7 Şubat 2007 Çarşamba

Yeniden Kuruluşa İlk Adım





DÜNYA PENCERESİNDEN / Prof. Dr. Haluk Ülman

Yıl 1919. Birinci Dünya Savaşı yenilen devletler, bu arada Osmanlı İmparatorluğu için felaketle sonuçlanmış. Yenen devletler Osmanlı devletiyle imzaladıkları 18 Ekim 1918 Mondros Mütarekesi hükümlerine dayanarak, başta İstanbul olmak üzere, Trakya ve Anadolu'nun büyük bir kısmını işgal altına almışlar. Güneybatı Anadolu İtalyanlar'ın, Çukurova Fransızlar'ın, Musul ve Güneydoğu Anadolu İngilizler'in payına düşmüş. Onunla da yetinmemişler, İngiliz birlikleri Çanakkale, Mudanya, Samsun ve Merzifon'a, Fransız birlikleri Zonguldak ve Doğu Trakya'ya, İtalyan birlikleri Konya'ya yerleştirilmişler. İstanbul ortak işgal altına alınmış. Osmanlı orduları dağıtılmış, donanmaya el konulmuş. Ve nihayet, 15 Mayıs 1919'da, Yunanlılar İzmir'e girmişler. Ege bölgesindeki Rum halkının işbirliğiyle, Manisa ve Aydın'dan başlayarak, o bölgeyi kendi egemenlikleri altına almaya başlamışlar.

İşte Osmanlı devletinin içine düşmüş olduğu bu acıklı ve umutsuz durumda Anafartalar kahramanı Mustafa Kemal Paşa, Yunanlılar'ın İzmir'e girişinden dört gün sonra "Dokuzuncu Ordu Kıtaatı Müfettişi" sıfatıyla ve de Samsun bölgesinin asayişini sağlamak göreviyle, Bandırma gemisiyle İstanbul'dan harekatla 19 Mayıs 1919'da, yani bundan tam 87 yıl önce, Samsun'a ayak bastı. Bu, yeni Türk devletinin kuruluşuna giden yolda atılan ilk adımdır. Nitekim Atatürk, Türk'ün kurtuluş mücadelesinin destanına şöyle başlıyor: "1919 senesi Mayıs'ının 19'uncu günü Samsun'a çıktım."

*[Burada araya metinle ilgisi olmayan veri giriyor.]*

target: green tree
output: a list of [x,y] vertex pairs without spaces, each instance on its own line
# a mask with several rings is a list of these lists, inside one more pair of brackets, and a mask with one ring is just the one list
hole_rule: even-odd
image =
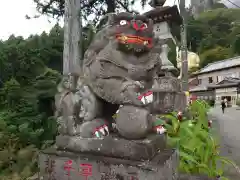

Son zamanlarda, bir yandan hilafetçi-saltanatçılar, bir yandan İkinci Cumhuriyetçiler, tıpkı Anafartalar Savaşı konusunda olduğu gibi, Atatürk'ün Milli Mücadele içindeki yerini en azından küçümsemek amacıyla ve padişah fermanıyla Samsun'a yollanmış olmasına bakarak, "vatanı kurtarmak için" O'nun Sultan Vahdettin tarafından Anadolu'ya gönderilmiş olduğu görüşünü savunageliyorlar. Üstelik, cebine büyük paralar konularak... Samsun'a yolculuk için kendisine tahsis edilen gemi ise "resmi tarihçiler"in öne sürdükleri gibi "yük gemisi bozuntusu" değil, "mükellef bir yolcu gemisi"dir!

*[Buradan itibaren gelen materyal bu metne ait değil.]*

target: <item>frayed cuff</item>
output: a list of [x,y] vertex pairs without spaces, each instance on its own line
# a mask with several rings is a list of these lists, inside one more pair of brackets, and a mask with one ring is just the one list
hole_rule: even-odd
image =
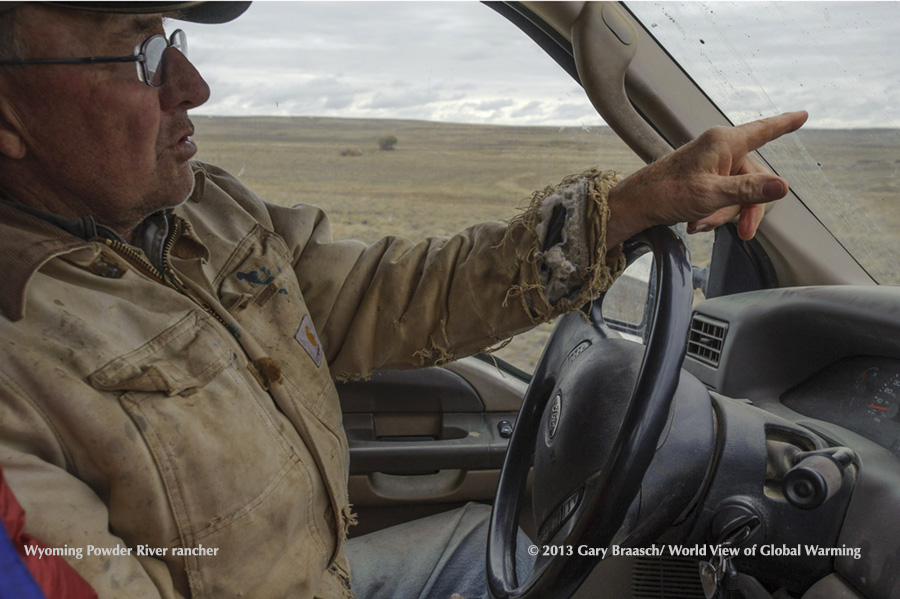
[[598,169],[567,177],[536,192],[526,211],[510,222],[510,231],[522,227],[534,235],[522,256],[531,282],[510,293],[521,295],[535,320],[582,307],[625,269],[622,246],[606,247],[609,191],[618,182],[614,171]]

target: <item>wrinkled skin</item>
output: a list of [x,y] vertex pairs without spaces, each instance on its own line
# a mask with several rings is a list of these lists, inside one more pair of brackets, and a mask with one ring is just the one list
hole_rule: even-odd
[[[16,11],[25,58],[129,55],[164,33],[159,15]],[[0,69],[0,189],[64,217],[93,216],[126,239],[148,214],[184,201],[197,151],[187,111],[209,87],[177,50],[166,60],[156,88],[133,63]]]
[[735,216],[741,239],[752,239],[763,204],[787,195],[788,184],[749,154],[796,131],[807,116],[790,112],[739,127],[715,127],[626,178],[610,194],[608,244],[653,225],[687,222],[689,232],[699,232]]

Dilin kemiği, kalemin endazesi yok. Eloğlu bu, söyler mi söyler, yazar mı yazar... Ne var ki ben, bu konudaki gerçekleri öğrenmek isteyen okurlarıma, değerli bilim adamı Prof. Dr. Sina Akşin'in, uzun araştırmalardan sonra yazdığı "İstanbul Hükümetleri ve Milli Mücadele" başlıklı çok değerli eserini salık veririm. (Kitap Prof. Akşin'in doçentlik tezi olup, eserin benim elimdeki nüshası, Cem Yayınevi tarafından 1976 yılında yayınlanmıştır. Özellikle bakınız: sh. 279-294.) Düşünce ve söz özgürlüğüne "evet" ama kimsenin gerçekleri çarpıtmaya hakkı yok. Mustafa Kemal'in Anadolu'ya "padişah firmanı"yla gönderildiği bir gerçektir, ama fermandaki görev tanımlamasında bir ulusal direniş düzenlenmesini öngören hiçbir talimata rastlamıyoruz. Ona verilen talimat, Samsun bölgesinin asayişini sağlamaktı. Ama bu fırsatı değerlendirmesini bilen Atatürk, Milli Mücadele'yi, Samsun'dan başlayarak, İstanbul'un iradesi dışında ve ona rağmen düzenlemiştir. Cebine konan paralara gelince, eğer o paralar ileri sürüldüğü kadar büyük idiyse, Kuvayı Milliyeciler'in tüm Kurtuluş Savaşı boyunca çektikleri para sıkıntısı nedendir? Bandırma gemisi konusundaki polemik ise ciddi olmaktan çok uzaktır.

Atatürk, Kuruluş -ve de "yeniden kuruluş"- Mücadelesi'nin destanı olan Nutuk'u, "Türk istiklalini, Türk Cumhuriyeti'ni, ilelebet muhafaza ve müdafaa" etmeyi Türk gençliğine görev olarak vererek bitiriyor. Biz, "artık genç olmayan kuşaklar", 19 Mayıs'ın 87'nci yıldönümünde, bir yandan Atatürk'ün gençliğe adadığı bu bayramı kutlarken, öte yandan gençliği bu görevi yerine getirmek için yeterince donanımlı olarak eğitip eğitmediğimiz konusu üzerinde düşünmek zorundayız. Eğitime en büyük önceliği vermek, aileden başlayıp ilk ve orta öğretimden yüksek öğretime uzanan bir eğitim zincirindeki bozuklukları saptamak ve onlara çare aramak zorundayız. Eğitim ikiliğine son vermek, gençlerimizin tümünü pozitivist ve laik eğitimden geçirmek, onları çağdaş etik ve bilimsel bilgilerle donatmak zorundayız. Bunu yapamadığımız sürece 19 Mayıs'larda atılan nutuklar ne yazık ki birer hamaset örneği olmaktan öteye gidemiyor.